Ces initiatives s'inscrivent dans un mouvement plus large d'éducation à l'antiracisme qui gagne du terrain dans les politiques publiques régionales. Plusieurs collectivités territoriales ont intégré des formations obligatoires sur les discriminations dans le parcours professionnel de leurs agents. Des résultats encourageants ont été observés, même si les spécialistes insistent sur la nécessité de la durée : une journée de sensibilisation ne suffit pas à dénouer des décennies de conditionnement social.

Le rôle des médias dans la construction des représentations

La question de la représentation médiatique est indissociable de celle du racisme ordinaire. Les images que nous voyons, les voix que nous entendons, les histoires que l'on choisit de raconter ou de taire façonnent collectivement notre façon de percevoir l'autre. Lorsque certains groupes n'apparaissent dans les médias qu'en tant que victimes ou en tant que suspects, jamais en tant que protagonistes ordinaires d'une vie ordinaire, cela contribue à entretenir des représentations qui alimentent les préjugés.

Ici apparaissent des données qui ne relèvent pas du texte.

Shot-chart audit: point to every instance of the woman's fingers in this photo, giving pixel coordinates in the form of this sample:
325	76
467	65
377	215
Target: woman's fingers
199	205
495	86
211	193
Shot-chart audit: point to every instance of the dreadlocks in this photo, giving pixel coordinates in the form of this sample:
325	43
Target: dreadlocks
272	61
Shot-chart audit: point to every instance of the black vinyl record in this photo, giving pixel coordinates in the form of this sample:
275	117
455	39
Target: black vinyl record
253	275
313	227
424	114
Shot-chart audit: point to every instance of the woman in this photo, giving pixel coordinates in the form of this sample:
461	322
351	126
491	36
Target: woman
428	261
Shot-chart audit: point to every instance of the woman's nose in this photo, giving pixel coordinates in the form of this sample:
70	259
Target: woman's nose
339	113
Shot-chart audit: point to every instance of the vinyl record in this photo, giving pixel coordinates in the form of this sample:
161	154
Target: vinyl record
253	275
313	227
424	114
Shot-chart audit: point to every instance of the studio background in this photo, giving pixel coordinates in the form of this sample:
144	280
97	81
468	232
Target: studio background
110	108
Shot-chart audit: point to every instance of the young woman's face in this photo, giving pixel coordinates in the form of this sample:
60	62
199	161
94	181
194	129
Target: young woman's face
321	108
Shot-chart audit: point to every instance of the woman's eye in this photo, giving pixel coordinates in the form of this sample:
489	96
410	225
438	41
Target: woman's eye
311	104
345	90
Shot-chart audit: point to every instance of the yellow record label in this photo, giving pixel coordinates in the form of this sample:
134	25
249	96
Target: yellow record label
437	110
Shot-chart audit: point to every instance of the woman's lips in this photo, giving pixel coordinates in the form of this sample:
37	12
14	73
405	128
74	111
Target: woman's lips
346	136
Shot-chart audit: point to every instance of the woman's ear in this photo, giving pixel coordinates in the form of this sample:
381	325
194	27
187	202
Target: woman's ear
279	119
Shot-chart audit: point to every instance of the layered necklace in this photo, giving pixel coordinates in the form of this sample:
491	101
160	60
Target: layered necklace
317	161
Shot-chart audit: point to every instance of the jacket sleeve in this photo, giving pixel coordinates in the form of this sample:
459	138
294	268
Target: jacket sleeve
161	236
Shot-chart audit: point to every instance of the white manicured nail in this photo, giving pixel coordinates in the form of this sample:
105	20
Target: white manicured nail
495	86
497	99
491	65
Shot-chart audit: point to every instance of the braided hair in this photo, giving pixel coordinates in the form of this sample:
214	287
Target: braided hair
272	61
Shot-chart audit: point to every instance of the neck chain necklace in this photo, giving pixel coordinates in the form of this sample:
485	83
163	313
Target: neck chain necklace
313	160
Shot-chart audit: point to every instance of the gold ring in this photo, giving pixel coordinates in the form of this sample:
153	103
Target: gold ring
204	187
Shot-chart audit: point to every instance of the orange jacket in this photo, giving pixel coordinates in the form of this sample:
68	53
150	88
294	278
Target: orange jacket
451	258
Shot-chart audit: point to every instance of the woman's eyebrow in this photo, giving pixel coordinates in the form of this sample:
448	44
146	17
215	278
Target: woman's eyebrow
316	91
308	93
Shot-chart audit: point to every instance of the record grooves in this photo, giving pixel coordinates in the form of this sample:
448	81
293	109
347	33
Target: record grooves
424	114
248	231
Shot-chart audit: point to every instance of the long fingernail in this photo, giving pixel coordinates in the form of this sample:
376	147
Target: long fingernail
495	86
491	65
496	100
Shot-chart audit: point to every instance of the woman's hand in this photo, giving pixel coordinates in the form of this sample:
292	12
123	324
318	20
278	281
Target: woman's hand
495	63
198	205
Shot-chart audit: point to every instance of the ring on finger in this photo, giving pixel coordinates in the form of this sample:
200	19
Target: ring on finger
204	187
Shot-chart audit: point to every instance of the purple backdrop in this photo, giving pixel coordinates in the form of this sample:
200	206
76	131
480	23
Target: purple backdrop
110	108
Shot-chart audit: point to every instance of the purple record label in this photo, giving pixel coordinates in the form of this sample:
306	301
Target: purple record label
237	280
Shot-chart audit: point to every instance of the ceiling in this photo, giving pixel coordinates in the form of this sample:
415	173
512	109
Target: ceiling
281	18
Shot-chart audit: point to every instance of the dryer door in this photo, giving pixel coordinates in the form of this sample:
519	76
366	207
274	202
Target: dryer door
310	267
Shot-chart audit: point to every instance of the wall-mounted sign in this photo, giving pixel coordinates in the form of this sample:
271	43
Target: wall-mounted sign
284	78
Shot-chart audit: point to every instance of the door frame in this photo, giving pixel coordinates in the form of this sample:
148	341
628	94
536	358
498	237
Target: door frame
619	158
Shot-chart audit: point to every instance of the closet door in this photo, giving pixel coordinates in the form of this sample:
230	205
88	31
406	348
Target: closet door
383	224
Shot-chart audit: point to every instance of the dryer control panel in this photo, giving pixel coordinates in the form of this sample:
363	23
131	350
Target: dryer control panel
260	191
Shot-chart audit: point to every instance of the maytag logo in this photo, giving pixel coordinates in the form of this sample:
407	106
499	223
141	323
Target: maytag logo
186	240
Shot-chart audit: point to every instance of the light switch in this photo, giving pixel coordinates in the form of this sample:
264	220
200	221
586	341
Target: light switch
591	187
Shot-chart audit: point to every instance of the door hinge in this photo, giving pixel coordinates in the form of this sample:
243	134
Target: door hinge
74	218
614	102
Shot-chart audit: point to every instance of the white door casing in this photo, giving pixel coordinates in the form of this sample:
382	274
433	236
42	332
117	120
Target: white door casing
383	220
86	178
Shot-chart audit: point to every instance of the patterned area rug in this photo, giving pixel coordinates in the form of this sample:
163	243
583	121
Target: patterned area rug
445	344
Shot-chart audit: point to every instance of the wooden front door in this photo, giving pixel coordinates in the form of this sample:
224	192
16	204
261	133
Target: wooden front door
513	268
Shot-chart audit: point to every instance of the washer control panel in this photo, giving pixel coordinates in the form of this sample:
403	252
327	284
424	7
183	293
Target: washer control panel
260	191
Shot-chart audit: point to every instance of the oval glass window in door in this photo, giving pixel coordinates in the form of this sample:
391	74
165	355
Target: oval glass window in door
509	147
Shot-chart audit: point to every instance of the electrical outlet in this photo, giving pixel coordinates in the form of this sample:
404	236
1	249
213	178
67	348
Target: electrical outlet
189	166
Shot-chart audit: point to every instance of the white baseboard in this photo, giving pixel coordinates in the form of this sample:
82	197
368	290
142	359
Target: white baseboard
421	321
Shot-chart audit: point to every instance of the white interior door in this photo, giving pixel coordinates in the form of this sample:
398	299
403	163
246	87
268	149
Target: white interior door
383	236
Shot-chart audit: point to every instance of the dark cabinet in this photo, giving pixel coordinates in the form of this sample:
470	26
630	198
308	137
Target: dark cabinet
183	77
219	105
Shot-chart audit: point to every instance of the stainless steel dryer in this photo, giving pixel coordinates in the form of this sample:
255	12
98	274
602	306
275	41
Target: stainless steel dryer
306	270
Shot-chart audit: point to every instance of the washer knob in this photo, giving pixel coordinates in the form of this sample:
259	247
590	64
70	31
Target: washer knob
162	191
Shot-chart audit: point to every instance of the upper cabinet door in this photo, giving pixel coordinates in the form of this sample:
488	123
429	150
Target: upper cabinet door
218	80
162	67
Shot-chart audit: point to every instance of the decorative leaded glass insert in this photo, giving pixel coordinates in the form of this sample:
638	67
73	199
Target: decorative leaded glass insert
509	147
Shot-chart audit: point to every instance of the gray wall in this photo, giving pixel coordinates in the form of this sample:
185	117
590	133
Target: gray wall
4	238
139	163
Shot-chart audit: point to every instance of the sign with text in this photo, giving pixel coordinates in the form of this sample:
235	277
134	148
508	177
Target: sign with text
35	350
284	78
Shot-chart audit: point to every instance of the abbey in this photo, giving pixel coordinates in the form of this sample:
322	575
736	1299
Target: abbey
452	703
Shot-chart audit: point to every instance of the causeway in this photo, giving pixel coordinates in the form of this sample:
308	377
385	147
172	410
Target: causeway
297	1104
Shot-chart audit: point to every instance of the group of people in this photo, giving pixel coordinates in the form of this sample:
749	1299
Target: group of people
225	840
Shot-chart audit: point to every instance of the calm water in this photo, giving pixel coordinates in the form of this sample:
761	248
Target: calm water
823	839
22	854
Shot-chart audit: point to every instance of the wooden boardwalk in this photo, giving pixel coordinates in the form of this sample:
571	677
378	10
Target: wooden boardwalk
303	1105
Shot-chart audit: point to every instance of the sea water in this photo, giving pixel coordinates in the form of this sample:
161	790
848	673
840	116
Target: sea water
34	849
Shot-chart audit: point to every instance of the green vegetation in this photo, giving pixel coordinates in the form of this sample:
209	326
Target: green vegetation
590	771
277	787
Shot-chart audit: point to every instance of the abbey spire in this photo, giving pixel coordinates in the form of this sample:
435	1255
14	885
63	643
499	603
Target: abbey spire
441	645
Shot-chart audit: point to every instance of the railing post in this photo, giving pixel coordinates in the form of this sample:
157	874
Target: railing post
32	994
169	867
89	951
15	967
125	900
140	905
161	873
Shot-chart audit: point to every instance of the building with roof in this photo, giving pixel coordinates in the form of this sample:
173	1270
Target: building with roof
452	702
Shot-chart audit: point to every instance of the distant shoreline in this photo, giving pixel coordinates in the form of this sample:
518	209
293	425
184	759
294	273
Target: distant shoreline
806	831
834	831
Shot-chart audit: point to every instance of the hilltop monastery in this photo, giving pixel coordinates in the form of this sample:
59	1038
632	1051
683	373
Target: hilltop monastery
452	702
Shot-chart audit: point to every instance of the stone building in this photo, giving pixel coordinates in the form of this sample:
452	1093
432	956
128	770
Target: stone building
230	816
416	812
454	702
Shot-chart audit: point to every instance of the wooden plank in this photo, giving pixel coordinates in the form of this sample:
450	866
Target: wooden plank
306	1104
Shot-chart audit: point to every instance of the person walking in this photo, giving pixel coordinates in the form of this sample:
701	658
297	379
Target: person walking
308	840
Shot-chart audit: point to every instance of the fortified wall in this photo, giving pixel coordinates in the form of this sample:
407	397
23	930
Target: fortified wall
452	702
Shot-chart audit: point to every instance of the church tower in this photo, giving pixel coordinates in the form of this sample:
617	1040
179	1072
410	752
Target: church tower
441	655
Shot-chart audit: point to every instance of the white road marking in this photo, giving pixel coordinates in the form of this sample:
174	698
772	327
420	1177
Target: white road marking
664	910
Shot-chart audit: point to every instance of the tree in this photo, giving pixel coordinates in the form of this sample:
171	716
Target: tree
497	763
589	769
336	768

Des études menées sur la couverture médiatique des faits divers en France ont mis en évidence des biais statistiquement significatifs dans la façon dont l'origine supposée des personnes impliquées est mentionnée — ou non. Ces biais, souvent involontaires, révèlent la profondeur à laquelle les stéréotypes sont ancrés, y compris chez des professionnels formés à l'objectivité.

Ce que chacun peut faire

Le racisme ordinaire ne sera pas résolu par une loi seule, ni par une campagne de communication. Il appelle un travail de longue haleine, mené à plusieurs niveaux simultanément : législatif, institutionnel, mais aussi individuel. Interpeller respectueusement un proche qui tient des propos déplacés. Interroger ses propres automatismes de pensée. Soutenir les personnes qui témoignent de discriminations plutôt que de minimiser leur expérience.

Il n'y a pas de geste trop petit dans ce combat. Et il n'y a pas de société qui puisse se prétendre juste en tolérant, même par habitude, même par confort, la violence discrète que constitue le racisme ordinaire.